Fresh FIction Box Not To Miss

Catching the Big Wave — or keeping up with the Jones in reading THE HISTORIAN

August 2, 2005

THE HISTORIAN by Elizabeth KostovaEvery year there is a book that is a “must read” either designated by the critics, the media or word of mouth. The book you either do read or must be seen having in your possession. Well, I succumbed and picked up THE HISTORIAN by Elizabeth Kostova. After all, the magazines, the buzz, the hype, it can’t be all bad, can it?

Oh, my! Well, first it is HUGE and hardcover — thus means buying at Costco when I’ve got some spare change or can hide it along with the bottles of wine and salmon — sorry, Costco means wholesale shopping and they were out of fresh flowers so I compensated with the HEAVY book. And after finishing Harry Potter VI, another heavy book meant aching wrists! Sheesh, can’t they make it lighter? Or aren’t you supposed to lounge when reading?

Anyway, I got this big book and it was about a series of historians — thus history, chasing after the theory of Dracula, or Drakula, or some other death defying guy from eastern Europe. By a narrator with NO NAME (shades of Rebecca), and flashbacks with journal entries and lots and lots of history. If you’re a fan of history, this might be the book for you. If you’re a fan of the bloodsucker legends, this might be the book for you. If you’re a fan of 1970s Europe, you might enjoy the rendering of a time slightly gone by. If, on the other hand, any of this bores you to tears, take my advice and don’t spend the bucks, even to be a “fashionable reader.”

Lucky for me, I don’t mind reasonably easy-to-follow flashbacks (convoluted, time tripping ones annoy the heck out of me). The switches from the narrator (she of no name), to the father’s recollections were easy to follow as well. I must give all credit to Kostova. She did an excellent job in keeping me straight on the path to understanding.
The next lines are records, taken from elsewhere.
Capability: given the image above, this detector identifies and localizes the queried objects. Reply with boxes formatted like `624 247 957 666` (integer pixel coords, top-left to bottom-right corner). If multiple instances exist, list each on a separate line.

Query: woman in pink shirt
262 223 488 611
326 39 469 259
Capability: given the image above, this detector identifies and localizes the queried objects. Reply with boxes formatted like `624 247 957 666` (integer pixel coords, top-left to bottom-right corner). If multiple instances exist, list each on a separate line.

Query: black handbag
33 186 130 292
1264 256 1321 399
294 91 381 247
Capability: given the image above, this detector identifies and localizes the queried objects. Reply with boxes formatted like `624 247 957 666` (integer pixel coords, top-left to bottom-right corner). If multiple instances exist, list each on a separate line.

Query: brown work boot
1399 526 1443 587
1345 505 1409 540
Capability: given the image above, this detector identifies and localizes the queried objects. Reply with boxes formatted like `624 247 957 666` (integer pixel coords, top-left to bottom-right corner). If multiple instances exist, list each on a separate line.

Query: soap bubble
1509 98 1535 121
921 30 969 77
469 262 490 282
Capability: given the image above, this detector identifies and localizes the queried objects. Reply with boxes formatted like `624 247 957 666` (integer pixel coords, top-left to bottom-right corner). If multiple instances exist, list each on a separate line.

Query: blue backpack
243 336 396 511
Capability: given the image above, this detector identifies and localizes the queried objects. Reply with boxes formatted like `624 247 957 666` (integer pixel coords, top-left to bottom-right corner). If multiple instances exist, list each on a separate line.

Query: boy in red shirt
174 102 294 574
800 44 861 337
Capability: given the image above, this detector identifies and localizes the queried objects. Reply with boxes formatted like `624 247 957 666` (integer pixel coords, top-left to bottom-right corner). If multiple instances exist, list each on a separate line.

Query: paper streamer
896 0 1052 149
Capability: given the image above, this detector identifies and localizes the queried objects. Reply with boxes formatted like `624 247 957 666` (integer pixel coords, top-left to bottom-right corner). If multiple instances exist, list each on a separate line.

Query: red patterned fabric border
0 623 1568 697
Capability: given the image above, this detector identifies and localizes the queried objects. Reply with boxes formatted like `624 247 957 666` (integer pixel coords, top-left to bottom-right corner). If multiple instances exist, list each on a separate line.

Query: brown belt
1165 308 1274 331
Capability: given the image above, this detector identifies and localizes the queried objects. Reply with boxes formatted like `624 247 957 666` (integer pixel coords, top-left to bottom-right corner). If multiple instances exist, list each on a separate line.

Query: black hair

And the Europe of the 1970s rang true — I lived there from 76 to 81 and visited in 70. And I’ve had a passion for Istanbul since reading Byzantium history. I’d still like to visit, even though I know it must have changed from the times in THE HISTORIAN visits. And even riding the European trains, ah the memories.

As for the story about the death avoiding Impaler, it was, to coin my husband’s favorite luke warm phrase — it was okay.

So there you go, a book that took me two days to read was okay.